The article describes the ethics of doing research with vulnerable people, ethical thinking at an individual and organizational level and how to combine ethical sensitivity with strategic effectiveness. The authors argue that ethical inadequacies lead to the ill-treatment of vulnerable people as a means to achieve research results which breaches the basic principles of accepted research ethics.

This article focuses on the challenges and opportunities faced when using participatory methods into human rightsbased research. Specifically it focuses on ethical problems experienced while doing research with refugees and Internally Displaced People (IDPs). It further looks at the ethical concerns as raised by the refugees that the authors were working with. Reciprocal research which involves getting information from people through community consultation and training is also mentioned. The authors also describe how a human-rights based approach can be integrated with participatory methods that view the participants as people with dignity and strength from which they can negotiate their position in research.

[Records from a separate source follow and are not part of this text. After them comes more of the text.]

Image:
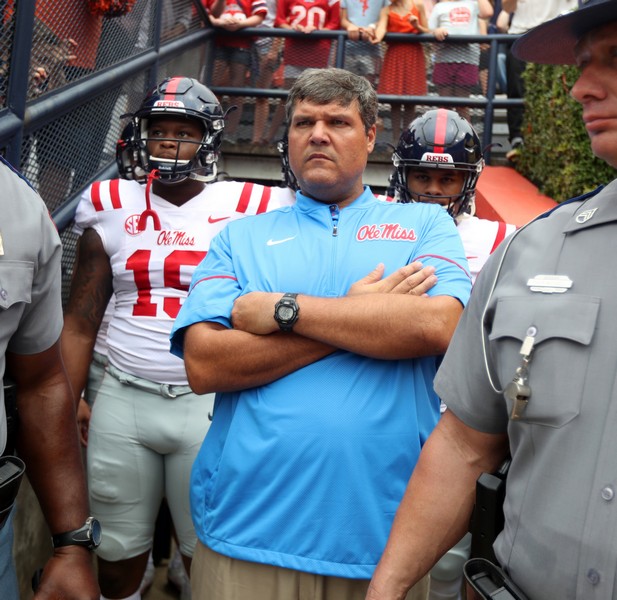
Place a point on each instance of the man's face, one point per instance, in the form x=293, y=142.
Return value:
x=596, y=89
x=328, y=150
x=439, y=186
x=164, y=133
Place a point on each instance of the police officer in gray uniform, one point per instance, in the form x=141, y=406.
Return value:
x=531, y=370
x=30, y=326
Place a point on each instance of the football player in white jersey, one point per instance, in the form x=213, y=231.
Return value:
x=141, y=240
x=439, y=159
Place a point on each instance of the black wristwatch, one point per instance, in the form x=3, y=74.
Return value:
x=286, y=312
x=89, y=535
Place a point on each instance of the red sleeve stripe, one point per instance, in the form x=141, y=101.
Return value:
x=95, y=196
x=245, y=197
x=501, y=234
x=114, y=192
x=265, y=199
x=452, y=262
x=213, y=277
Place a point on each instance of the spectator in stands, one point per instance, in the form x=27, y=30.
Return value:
x=360, y=18
x=233, y=54
x=305, y=16
x=404, y=66
x=65, y=43
x=525, y=15
x=267, y=56
x=456, y=67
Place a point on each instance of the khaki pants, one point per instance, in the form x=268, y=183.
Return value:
x=218, y=577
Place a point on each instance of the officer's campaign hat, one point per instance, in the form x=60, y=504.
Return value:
x=552, y=43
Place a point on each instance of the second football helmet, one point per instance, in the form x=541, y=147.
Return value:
x=182, y=97
x=439, y=139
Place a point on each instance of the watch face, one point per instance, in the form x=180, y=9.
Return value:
x=95, y=532
x=285, y=313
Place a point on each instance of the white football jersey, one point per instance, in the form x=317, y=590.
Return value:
x=480, y=238
x=152, y=269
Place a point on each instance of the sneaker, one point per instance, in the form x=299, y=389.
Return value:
x=148, y=578
x=176, y=573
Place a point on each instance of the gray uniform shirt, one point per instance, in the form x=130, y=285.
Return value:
x=30, y=253
x=560, y=538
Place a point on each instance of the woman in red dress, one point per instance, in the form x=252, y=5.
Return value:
x=404, y=66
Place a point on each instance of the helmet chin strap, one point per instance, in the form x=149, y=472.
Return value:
x=149, y=212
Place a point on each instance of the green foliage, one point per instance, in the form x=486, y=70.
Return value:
x=557, y=156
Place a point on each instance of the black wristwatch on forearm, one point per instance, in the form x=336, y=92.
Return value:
x=286, y=312
x=88, y=535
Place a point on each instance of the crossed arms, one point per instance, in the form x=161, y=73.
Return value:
x=386, y=318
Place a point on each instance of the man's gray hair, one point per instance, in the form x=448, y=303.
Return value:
x=323, y=86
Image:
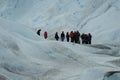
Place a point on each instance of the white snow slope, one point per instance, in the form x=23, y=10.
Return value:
x=26, y=56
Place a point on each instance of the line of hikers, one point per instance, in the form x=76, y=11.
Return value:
x=45, y=33
x=75, y=37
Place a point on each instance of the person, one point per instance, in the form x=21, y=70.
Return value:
x=72, y=36
x=38, y=32
x=78, y=37
x=45, y=35
x=56, y=36
x=89, y=38
x=67, y=36
x=62, y=36
x=83, y=38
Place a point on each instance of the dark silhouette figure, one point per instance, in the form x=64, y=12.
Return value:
x=67, y=36
x=45, y=35
x=38, y=32
x=62, y=36
x=77, y=37
x=56, y=36
x=89, y=38
x=72, y=36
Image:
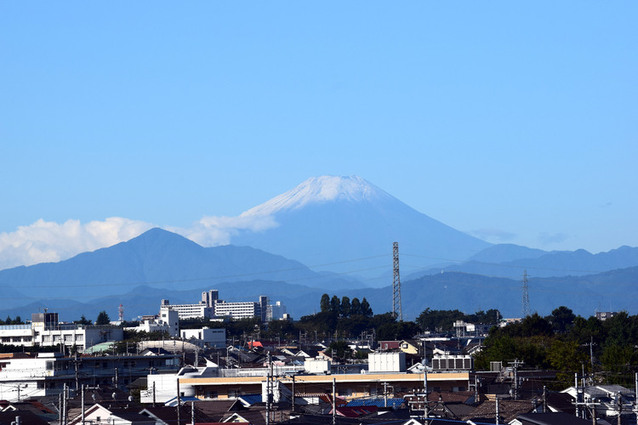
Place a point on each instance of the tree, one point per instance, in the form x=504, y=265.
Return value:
x=340, y=349
x=103, y=318
x=335, y=305
x=345, y=306
x=355, y=307
x=365, y=308
x=325, y=303
x=83, y=321
x=562, y=319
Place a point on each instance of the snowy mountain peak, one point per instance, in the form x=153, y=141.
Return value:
x=321, y=189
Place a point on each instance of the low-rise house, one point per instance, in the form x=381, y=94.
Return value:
x=98, y=414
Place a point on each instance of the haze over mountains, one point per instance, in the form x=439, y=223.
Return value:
x=341, y=224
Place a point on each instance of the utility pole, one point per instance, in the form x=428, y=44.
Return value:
x=385, y=394
x=82, y=401
x=179, y=404
x=515, y=364
x=396, y=284
x=293, y=394
x=425, y=395
x=268, y=390
x=334, y=401
x=526, y=308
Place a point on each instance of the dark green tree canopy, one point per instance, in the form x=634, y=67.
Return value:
x=103, y=318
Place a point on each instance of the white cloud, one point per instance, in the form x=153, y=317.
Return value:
x=46, y=241
x=214, y=231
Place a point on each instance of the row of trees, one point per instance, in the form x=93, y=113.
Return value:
x=568, y=343
x=345, y=307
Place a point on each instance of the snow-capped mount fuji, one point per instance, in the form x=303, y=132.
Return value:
x=348, y=225
x=317, y=190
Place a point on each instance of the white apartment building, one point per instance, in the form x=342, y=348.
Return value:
x=24, y=375
x=211, y=307
x=45, y=330
x=166, y=321
x=215, y=338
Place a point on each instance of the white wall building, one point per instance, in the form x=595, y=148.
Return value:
x=25, y=375
x=205, y=336
x=211, y=307
x=166, y=321
x=386, y=362
x=45, y=330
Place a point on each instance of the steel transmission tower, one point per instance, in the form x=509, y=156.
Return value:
x=396, y=284
x=526, y=309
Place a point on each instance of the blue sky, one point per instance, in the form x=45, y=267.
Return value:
x=513, y=121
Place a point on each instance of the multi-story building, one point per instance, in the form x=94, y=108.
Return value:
x=211, y=306
x=166, y=321
x=45, y=330
x=215, y=338
x=24, y=375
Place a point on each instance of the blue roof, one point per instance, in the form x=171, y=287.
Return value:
x=173, y=402
x=250, y=399
x=395, y=403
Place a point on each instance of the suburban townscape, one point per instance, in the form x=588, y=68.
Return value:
x=318, y=213
x=214, y=361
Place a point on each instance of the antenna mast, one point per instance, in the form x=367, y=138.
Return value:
x=526, y=309
x=396, y=284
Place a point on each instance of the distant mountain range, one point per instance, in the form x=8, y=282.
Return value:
x=512, y=261
x=342, y=227
x=160, y=258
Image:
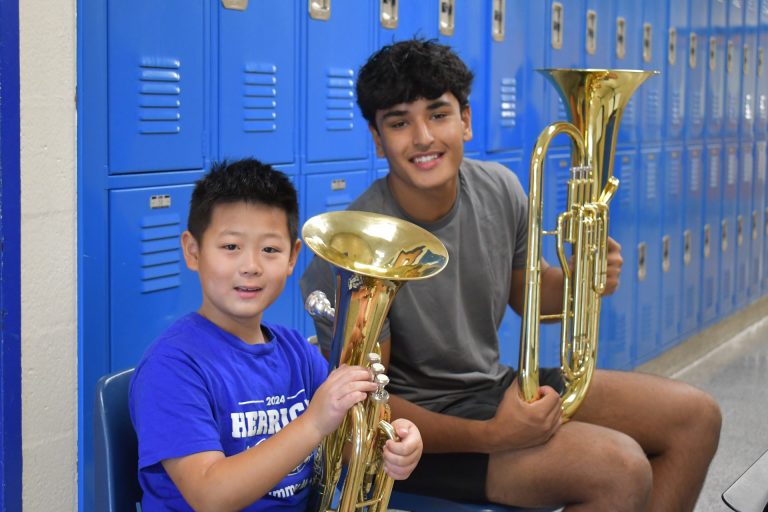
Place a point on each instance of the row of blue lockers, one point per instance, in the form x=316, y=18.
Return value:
x=165, y=88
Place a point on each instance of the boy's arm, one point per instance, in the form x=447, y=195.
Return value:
x=210, y=481
x=517, y=424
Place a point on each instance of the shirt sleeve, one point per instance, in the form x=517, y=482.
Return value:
x=172, y=410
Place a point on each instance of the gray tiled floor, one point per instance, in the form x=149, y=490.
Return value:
x=735, y=374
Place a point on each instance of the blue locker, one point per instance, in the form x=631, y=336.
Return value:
x=648, y=250
x=617, y=316
x=156, y=103
x=671, y=244
x=744, y=228
x=693, y=232
x=733, y=69
x=404, y=19
x=728, y=228
x=654, y=56
x=676, y=38
x=150, y=285
x=511, y=60
x=711, y=234
x=258, y=81
x=757, y=265
x=626, y=40
x=460, y=25
x=333, y=187
x=335, y=49
x=599, y=46
x=716, y=58
x=698, y=47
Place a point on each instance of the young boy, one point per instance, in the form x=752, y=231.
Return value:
x=638, y=442
x=228, y=409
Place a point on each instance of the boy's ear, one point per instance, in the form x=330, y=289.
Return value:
x=376, y=140
x=191, y=250
x=294, y=256
x=466, y=118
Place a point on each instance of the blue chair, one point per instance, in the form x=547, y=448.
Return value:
x=116, y=452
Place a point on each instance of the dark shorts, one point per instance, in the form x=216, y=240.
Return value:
x=461, y=476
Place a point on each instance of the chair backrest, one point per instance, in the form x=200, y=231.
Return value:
x=116, y=454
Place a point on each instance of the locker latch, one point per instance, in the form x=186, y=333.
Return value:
x=591, y=38
x=557, y=25
x=237, y=5
x=497, y=23
x=672, y=49
x=647, y=40
x=447, y=17
x=389, y=13
x=621, y=46
x=320, y=9
x=707, y=241
x=692, y=50
x=754, y=225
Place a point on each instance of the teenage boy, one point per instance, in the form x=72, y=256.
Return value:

Reflexive Research Ethics for Environmental Health and Justice: Academics and Movement-Building

Cordner, A., Ciplet, D., Brown, P., & Morello-Frosch, R. (2012). Reflexive Research Ethics for Environmental Health and Justice: Academics and Movement-Building. Social Movement Studies, 11 (2), 161–176.

This paper is about the ethical concerns that emerge in community-engaged research drawing the author’s’ experiences in doing this kind of research in the field of health. The advantages that result from research done based on reflexive research ethics are mentioned in the article. Reflexive research ethics is a concept discussed in the paper which includes ethical guidelines and decision-making principles that depend on continual reflexivity concerning the relationships between researchers and participants. The question of ethical guidelines in times of uncertainty especially when researchers are involved in research with social movements arises and thus the need for reflexive research ethics as a method that allows the researcher to self-consciously evaluate her role in the research in relation to community participants. The impacts of the research process on social movement goals as well as the impacts of the social movement goals on the research process are discussed.

Abstract: Community-engaged research on environmental problems has reshaped researcher-participant relationships, academic-community interaction, and the role of community partners in human subjects protection and ethical oversight. We draw on our own and others’ research collaborations with environmental health and justice social movement organizations to discuss the ethical concerns that emerge in community-engaged research. In this paper we introduce the concept of reflexive research ethics: ethical guidelines and decision-making principles that depend on continual reflexivity concerning the relationships between researchers and participants. Seeing ethics in this way can help scientists conduct research that simultaneously achieves a high level of professional conduct and protects the rights, well-being, and autonomy of both researchers and the multiple publics affected by research. We highlight our research with community-based organizations in Massachusetts, California, and Alaska, and discuss the potential impacts of the community or social movement on the research process and the potential impacts of research on community or social movement goals. We conclude by discussing ways in which the ethical concerns that surface in community-engaged research have led to advances in ethical research practices. This type of work raises ethical questions whose answers are broadly relevant for social movement, environmental, and public health scholars.